P1050828Et cette boutique là, n’est-elle pas merveilleuse ? « Rapid’service, tout pour l’électricité ». Située rue Damrémont, elle est toujours ouverte. On peut y acheter des ampoules. Je pense que rien n’y a été changé depuis les années 60 ou 70. Je l’adore, et j’espère qu’elle sera encore là longtemps.

P1050833Cet ex-café fait l’angle de la rue Feutrier et de la plutôt branchée rue André-Del-Sarte. Bizarre que dans ce coin assez fréquenté des noctambules, il n’y ait pas eu de repreneur. Trop de concurrence, peut-être ?

P1050836Cette devanture là est superbe, quand même, non ? Avec la verrière au-dessus et cette belle typo ancienne, du temps où le lieu était un magasin de « photo couleurs » dans la rue Ramey (qui devient elle aussi assez branchée). C’est évidemment devenu une agence immobilière. Elle a pris la place d’un magasin de jouets « vintage », Ouistiti pop (j’aimais bien ce nom).

P1050838Alors-là, attention, curiosité. Rue du baigneur, on trouve cette extraordinaire devanture, toute en mosaïque. Il n’y a plus de poissons ici, mais des œuvres artistiques. Le rideau de fer est toujours fermé, quand je passe devant. Un lieu doublement fantôme, donc.

P1050842Rue de Clignancourt, le bar « Le Ruthénois » affiche sa désolation de façon criante (« Désolation !!!! »). Plus personne ne boit ici, ne fume ne rigole ou ne s’engueule. Le Ruthénois est coi.

P1050840 Et dans cet hôtel, plus personne ne dort (ou alors, c’est qu’il y a un truc qui déconne). A part les parpaings de ciment qui condamnent les fenêtres. Cela fera sans doute à terme de beaux appartements pour la nouvelle « gentry », qui embourgeoise ce coin du 18ème et veut en faire un endroit calme et prospère. Mais le 18ème ne peut pas être calme et prospère.

P1050849Cette photo du café « Le Sarment », rue Marcadet, a été prise avant sa rénovation. Le café y était atroce (aussi mauvais que dans les restaurants asiatiques, il faudra un jour que je me penche sur le pourquoi du comment de cette situation), mais la terrasse parfaite pour bouquiner au soleil. Aujourd’hui, finis les vestiges des années 60 et 70, le lieu a été refait entièrement pour devenir un café à la mode. Il n’a conservé que son nom. J’y ai bu un coup l’autre jour, à côté d’un vieux monsieur, s’escrimant sur un ordinateur portable, et qui était le sosie de Stéphane Hessel.

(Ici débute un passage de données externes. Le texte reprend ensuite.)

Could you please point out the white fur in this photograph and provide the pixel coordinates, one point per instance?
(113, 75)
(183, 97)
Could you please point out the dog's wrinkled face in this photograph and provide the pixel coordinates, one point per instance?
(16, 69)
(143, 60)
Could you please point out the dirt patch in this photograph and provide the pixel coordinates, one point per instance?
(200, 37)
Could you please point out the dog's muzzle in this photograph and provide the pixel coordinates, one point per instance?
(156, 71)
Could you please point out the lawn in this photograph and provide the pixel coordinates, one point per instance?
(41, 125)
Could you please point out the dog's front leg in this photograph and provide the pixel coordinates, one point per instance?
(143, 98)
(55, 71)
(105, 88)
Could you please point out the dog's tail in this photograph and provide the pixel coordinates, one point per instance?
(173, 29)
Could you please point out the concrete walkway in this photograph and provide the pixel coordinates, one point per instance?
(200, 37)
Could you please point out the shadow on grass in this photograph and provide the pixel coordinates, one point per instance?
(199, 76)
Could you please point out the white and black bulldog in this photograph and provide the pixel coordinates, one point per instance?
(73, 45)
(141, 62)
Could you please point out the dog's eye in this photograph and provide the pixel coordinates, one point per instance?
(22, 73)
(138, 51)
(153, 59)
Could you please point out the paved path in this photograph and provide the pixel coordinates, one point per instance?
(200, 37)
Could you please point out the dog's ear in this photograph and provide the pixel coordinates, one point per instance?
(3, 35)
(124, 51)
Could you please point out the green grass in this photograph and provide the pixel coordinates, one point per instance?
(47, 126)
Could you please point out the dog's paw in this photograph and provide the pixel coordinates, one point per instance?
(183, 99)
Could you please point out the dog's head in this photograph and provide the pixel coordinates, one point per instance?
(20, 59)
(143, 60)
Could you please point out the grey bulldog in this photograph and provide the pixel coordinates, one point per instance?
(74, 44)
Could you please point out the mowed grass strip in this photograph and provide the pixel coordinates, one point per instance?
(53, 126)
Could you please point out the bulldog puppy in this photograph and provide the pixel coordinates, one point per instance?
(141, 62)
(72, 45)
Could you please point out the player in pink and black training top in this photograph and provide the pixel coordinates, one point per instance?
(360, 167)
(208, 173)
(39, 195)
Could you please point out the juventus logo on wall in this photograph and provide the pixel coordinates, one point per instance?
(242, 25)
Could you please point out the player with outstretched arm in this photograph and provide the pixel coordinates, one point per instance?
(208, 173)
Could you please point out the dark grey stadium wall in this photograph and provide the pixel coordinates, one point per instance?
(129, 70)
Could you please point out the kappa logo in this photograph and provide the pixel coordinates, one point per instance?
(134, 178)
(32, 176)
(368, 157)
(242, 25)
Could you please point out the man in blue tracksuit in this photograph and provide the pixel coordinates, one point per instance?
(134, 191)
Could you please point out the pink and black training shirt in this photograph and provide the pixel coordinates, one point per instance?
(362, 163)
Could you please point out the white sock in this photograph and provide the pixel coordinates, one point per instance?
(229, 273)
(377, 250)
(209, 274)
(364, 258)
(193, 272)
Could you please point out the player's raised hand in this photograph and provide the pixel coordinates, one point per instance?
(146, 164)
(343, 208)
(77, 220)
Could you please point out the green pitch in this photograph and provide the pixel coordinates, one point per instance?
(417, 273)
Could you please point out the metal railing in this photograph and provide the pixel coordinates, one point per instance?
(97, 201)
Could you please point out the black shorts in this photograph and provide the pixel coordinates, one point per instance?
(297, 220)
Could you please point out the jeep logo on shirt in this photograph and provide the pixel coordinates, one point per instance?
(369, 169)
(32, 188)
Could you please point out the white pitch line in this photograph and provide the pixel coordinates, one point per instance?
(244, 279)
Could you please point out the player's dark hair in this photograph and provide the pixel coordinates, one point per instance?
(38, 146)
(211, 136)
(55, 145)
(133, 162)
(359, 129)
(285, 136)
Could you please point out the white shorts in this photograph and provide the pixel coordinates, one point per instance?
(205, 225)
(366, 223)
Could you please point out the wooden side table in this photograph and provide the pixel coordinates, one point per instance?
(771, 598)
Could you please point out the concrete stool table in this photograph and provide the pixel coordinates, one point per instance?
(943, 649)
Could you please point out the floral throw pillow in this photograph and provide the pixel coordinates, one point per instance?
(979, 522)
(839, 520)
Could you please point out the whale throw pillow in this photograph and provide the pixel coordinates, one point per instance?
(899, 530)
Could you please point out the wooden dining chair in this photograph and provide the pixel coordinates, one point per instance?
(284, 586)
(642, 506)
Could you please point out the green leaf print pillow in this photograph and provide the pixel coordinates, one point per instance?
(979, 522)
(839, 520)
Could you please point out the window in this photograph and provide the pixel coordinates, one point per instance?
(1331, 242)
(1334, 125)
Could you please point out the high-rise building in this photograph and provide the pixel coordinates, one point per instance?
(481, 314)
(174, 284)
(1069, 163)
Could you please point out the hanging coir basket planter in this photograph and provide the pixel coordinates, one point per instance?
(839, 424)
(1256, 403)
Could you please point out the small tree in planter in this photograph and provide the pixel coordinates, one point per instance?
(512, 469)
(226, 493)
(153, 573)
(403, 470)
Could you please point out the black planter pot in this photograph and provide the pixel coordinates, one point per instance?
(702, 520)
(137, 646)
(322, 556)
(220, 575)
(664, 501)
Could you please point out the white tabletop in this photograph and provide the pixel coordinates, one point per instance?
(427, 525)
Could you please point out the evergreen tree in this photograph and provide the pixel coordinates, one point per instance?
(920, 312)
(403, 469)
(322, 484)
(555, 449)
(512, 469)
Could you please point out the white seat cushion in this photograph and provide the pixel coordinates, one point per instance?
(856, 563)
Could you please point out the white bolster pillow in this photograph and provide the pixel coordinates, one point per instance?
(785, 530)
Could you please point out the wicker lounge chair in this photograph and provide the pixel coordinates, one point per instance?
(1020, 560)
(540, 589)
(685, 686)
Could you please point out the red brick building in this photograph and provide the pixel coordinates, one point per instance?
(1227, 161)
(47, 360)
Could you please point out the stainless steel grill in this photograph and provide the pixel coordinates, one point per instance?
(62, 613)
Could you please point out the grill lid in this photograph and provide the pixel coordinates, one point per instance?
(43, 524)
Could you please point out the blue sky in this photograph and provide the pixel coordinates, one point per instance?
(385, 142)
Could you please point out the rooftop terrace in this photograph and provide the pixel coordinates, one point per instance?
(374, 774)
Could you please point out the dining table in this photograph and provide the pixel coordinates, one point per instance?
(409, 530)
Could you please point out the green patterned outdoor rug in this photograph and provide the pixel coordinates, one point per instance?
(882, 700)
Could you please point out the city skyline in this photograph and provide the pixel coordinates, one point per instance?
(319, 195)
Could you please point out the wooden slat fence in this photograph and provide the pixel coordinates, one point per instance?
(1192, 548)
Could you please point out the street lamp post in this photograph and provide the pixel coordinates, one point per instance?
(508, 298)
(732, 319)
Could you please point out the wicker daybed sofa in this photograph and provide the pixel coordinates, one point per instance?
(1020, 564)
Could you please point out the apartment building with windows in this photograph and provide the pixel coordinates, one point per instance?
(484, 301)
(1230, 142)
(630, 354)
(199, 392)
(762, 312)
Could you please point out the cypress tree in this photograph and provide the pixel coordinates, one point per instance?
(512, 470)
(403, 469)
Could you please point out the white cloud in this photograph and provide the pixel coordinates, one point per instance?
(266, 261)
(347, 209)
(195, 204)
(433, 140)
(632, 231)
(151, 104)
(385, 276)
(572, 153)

P1100258Non, il n’y a plus rien de chic, ni de sport, dans cette boutique, à deux pas de chez moi, rue Duhesme. A côté, on peut apercevoir un ancien vidéo club, du temps où les gens louaient encore des DVD et des cassettes. C’était il y a une éternité.

P1100256Finissons avec un morceau de bravoure : l’ancienne gare Ornano, sise à la Porte de Clignancourt. Elle fut une gare quand des trains circulaient encore sur les rails de la Petite ceinture. Le lieu est en charpie, et je suis sûr que 99% des gens qui passent devant ignorent ce qu’elle fut. Mais le lieu sera rénové par l’équipe de La Recyclerie, pour devenir un restaurant, bar, vide-grenier, etc. (idem pour la gare de Saint-Ouen, qui n’est pas à Saint-Ouen). Pour l’instant, ce sont les très « hype » food-trucks (des sortes de baraques à frites version parisiano-branchée) qui officient, sur la plate-forme à l’arrière, le long de la rue Belliard. Le lieu est fermé depuis 1934.

P1100254P1100255Voilà, la balade est terminée pour aujourd’hui. J’aurais pu ajouter encore pas mal de photos, évoquer plein d’autres endroits, de devantures à l’abandon, ou conservées telles quelles. Ce sera pour une autre fois, pour peu que ce blog n’ait pas lui-même rejoint un quartier lointain de la Toile.